The years had depressed him too firmly to allow anything as crudely doomed as excitement but he did find himself looking forward to luncheon. He screwed back his pencil and glanced at his watch. It was ten past three. For a moment he was put out but the feeling was swiftly replaced by one of pleasure. The unnoticed passage of time was authenticating; it reminded him of many years ago.
VI
Began a scribble (?what?) this morning. Perhaps after all the ‘spark of that which has consumed me’ did leave something, a final bleak ember. V. spare but good & potentially big. Not the opera, tho’. Perh. pt. 3 of trilogy. I know I long since rejected him but Judas does still haunt me now & then. There’s something in that tragic & maligned figure which makes him full of heart. I believe I really gave up The Last Judgement because the idea bored the living daylights out of me.

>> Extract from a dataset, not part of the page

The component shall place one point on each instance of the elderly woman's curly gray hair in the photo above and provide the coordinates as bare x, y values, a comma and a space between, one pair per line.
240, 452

But poor Judas – I still think Archbp. Whately got him right. Surely Judas had no idea that he might actually betray Jesus by what he did because he was convinced of his Lord’s miraculous power. He was certain that Jesus wd. use this power to prevent his own arrest & arraignment, thereby convincing both the Jews & Romans that he was truly King & not of this earth. This makes him devastatingly human, a proper tragic figure instead of the accepted symbol of cynical greed & betrayal. His remorse & suicide wd. be a real musical challenge – a scene of immense potential power – as he realised that the awfulness of what he had done was due to a failure of thought & not of heart. He had presumed to anticipate the Son of Man, but the ways of Heaven were disastrously not his. There were to be no magic tricks or chicanery to bring about the Kingdom … In any case at this moment it’s enough for me to be thinking of a few cramped notes again even if they don’t lead anywhere & even if they did make me miss lunch. I’m damn well not going to miss dinner. As I write this sentence I’m dressed & waiting for the First Trump.